As long as Disney keeps making new Star Wars content, there's more room to make supplements for. All the High Republic stuff coming this year, more TV series, eventual movies in a few years (there's still one on their slate for 2022 or 2023). We might not get anything for awhile but I could see something next year around the High Republic stuff.

Generally speaking, I'm really starting to dislike Asmodee.


----------



## Cergorach (Mar 11, 2020)

Edge Entertainment has a long history with FFG, they have done many of the French/Spanish translations/publishing for FFG products, and in turn FFG did the English translations/publishing of the Anima games. So there already was a strong relationship before the buyouts by Asmodee.

EE does have experience in making their own RPG(s), but they are far and few between (Anima being the one that is most well known). EE is only 4 years younger then FFG. Imho translating RPGs is a lot closer to making your own RPGs then compared to say... Making boardgames is related to RPGs, FFGs origin... A lot of writing, art, and rules development is outsourced to freelancers by most, but the largest publishers. I suspect that this will happen here as well. Most of what we now call 'top' tier writers/developers started as freelancers one way or another. How consistent were the writers across the FFG SW books? I know that across the D20 books it wasn't.

As others have mentioned, I don't expect a lot of core products for these lines, unless FFG renews the SW license. Which I really doubt... X-wing 2E lost a LOT of players, the secondary market is full of great deals of 1E ships with 2E upgrades. Destiny and Imperial Assault were killed, the LCG, Rebellion and Outer RIm haven't had expansions in a long time.
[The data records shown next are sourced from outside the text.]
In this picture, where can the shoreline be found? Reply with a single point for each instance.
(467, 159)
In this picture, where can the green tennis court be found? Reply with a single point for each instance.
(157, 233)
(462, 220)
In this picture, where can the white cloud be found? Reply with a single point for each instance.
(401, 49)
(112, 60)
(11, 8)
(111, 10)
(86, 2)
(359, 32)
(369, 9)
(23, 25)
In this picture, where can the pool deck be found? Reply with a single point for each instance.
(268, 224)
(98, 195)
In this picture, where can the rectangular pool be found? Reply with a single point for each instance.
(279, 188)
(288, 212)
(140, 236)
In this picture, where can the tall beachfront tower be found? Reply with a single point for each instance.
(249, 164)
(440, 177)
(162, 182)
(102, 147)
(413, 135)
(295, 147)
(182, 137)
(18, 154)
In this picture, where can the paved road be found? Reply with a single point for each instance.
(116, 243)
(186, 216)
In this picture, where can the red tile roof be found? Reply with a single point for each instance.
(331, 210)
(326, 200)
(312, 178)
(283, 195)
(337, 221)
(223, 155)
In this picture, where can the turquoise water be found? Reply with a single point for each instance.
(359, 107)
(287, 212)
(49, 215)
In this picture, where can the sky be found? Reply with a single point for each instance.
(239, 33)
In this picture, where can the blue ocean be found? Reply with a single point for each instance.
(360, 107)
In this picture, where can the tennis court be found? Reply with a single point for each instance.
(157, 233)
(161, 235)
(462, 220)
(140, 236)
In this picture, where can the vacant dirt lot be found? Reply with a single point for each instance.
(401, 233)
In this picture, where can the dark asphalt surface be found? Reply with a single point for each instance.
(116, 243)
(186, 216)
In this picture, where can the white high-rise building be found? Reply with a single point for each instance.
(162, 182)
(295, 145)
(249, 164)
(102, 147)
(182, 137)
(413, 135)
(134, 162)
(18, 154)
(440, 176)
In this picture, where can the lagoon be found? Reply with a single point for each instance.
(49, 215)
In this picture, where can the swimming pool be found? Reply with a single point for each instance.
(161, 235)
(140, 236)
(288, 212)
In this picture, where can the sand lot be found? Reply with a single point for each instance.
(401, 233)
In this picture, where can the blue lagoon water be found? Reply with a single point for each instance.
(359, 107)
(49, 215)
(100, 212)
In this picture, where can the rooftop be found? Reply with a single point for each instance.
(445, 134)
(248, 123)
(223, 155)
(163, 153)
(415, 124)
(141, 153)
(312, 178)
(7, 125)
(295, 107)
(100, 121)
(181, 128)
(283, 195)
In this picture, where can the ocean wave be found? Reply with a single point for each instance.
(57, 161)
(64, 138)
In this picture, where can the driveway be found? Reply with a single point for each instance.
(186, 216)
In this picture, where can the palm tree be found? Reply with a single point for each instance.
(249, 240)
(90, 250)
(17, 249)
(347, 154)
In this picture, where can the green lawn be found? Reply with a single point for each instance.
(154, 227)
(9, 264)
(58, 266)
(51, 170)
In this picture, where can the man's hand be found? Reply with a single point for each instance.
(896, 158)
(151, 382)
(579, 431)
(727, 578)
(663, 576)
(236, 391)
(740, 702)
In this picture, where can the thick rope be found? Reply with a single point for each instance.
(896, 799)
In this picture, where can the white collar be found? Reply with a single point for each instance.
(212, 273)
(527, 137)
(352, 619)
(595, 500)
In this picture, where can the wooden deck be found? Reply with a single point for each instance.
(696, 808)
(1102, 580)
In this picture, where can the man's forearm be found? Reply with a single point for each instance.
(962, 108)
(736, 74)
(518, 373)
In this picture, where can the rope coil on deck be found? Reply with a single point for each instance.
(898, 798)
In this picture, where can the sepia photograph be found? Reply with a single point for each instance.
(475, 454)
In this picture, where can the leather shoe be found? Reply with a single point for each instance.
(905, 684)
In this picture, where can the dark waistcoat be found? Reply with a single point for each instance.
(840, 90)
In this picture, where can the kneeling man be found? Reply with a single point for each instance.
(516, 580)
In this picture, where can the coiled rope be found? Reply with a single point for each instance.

That pretty much leaves Legion, Armada, and X-wing 2E as product lines... FFG has a history of dropping IPs when they don't perform like they should. Moving the RPGs to EE does keep them on life support.

Genesys and Lot5R RPGs might suffer the same fate, life support, support... ;-)

Personally I think that liking or disliking companies is a foolish endeavor. They tend to change employees, owners, etc. Instead like or dislike individual products, because even if the previous ones were good, there is no guarantee the next ones will be as good...


----------



## Von Ether (Mar 11, 2020)

ActiveNick said:


> See my post above. If they focused on new sourcebooks that combined a location, species, enemies, NPCs, creatures, gear, + a full adventure in said location, they would still have ideas for years to come, even if they only published 2-3 books per year. No rules bloat, just more content, and it would appeal to both players and GMs.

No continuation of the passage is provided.